Planned to make pizza after church today. But when we came back from church, I and the hubs decided to take a nap first. The one thing about this Paleo lifestyle is, it brings back my nap times. I actually stopped having naps after giving birth to my son. No matter how much I tried to lie down and sleep in the afternoons, I just couldn't. It has been like this for the past 9 years.
But starting last week, I could nap like crazy. It even brings back my 2-level dreams in my naps. What do you call that again? Inception? Yep. I just had an inception, only, it has two levels. I was trying to wake up in my dream, I even washed my face in my dream so I could wake up. But it still was a dream. Hahaha.
Anyways, I woke up at 6pm, finally. I dragged myself because my eyes still wanted to droop.
I intended to make pizza. It's a good thing I chopped my ingredients before I went to church today.
So yeah, we're having pizza. You may think it's unhealthy with all the carbs in the crust. The thing about living Paleo style is you can substitute a lot of things. So yeah, today, I substituted cauliflower for a flour for pizza crust.
Also, thanks to the internet for free recipes online. Who needs a cookbook now? Although of course, I would still kill for a Paleo CookBook.
Anyhows... here it is, my cauliflower crust for our pizza before putting it in the oven.
Recipe for cauliflower crust:
One whole cauliflower head, chop until rice-like texture
2 tbs dessicated coconut
1/2 teaspoon sea salt
Mix all the ingredients together. Place on a pizza dish. Place in a preheated oven at 350 F for 25 minutes.
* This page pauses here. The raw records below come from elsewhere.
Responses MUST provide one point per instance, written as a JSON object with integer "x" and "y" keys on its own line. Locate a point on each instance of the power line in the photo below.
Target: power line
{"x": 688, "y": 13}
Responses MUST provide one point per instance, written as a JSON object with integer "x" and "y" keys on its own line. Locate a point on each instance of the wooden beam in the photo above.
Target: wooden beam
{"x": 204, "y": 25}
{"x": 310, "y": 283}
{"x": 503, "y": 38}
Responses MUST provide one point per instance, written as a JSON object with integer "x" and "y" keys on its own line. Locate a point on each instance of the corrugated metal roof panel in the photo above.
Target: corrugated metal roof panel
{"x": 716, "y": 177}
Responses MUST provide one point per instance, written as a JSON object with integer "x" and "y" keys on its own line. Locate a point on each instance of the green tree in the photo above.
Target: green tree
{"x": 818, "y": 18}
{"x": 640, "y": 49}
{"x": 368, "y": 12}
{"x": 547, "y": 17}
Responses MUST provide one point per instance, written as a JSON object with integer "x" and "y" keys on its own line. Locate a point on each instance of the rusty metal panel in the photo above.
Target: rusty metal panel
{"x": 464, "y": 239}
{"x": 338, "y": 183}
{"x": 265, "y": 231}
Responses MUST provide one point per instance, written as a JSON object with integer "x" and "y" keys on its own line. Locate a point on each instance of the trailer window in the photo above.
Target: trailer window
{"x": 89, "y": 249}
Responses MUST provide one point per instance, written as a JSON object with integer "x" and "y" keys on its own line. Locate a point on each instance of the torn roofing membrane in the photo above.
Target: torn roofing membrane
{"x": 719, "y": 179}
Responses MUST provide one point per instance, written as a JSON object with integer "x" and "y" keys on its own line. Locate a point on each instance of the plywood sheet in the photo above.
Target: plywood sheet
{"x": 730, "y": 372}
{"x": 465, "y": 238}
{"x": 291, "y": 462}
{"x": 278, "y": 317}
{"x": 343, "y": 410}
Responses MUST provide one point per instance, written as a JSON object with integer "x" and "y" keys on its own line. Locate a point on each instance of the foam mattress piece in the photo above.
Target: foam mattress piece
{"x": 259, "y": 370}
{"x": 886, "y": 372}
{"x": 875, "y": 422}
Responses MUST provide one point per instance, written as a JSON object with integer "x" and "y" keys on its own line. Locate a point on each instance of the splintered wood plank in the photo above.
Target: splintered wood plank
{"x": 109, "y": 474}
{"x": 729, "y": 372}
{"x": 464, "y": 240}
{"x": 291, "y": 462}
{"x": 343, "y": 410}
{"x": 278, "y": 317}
Take out the cauliflower crust.
Put all your choice of toppings.
Put back in the oven and bake for 15 minutes.
It smells like Italian bread with all the spices and herbs I mixed in.
I love the smell of rocket leaves on my pizza.
Here it is after I took out from the oven.
Served 4. Just nice for the 4 of us.
I didn't quite like my tomato sauce. I accidentally made that dislike face in front of my family. The kids then blurted out: Mommy, it's not nice???
The husband wanted to rescue, took a bite and said. "Mmmm.. It's nice what."
Schenker: Daddy, are you just lying because you want to please Mommy? It says in my book "Flattery usually works with women."
I smiled a little at my son's remark.
Kids, they grow up fast.
But I am glad that Schenker said: Mommy, can you put this in your list of my Paleo favorites?
Me, giving it back to him: Are you just flattering Mommy?
He giggled and said Noooooo.
I am loving my family's Paleo moments.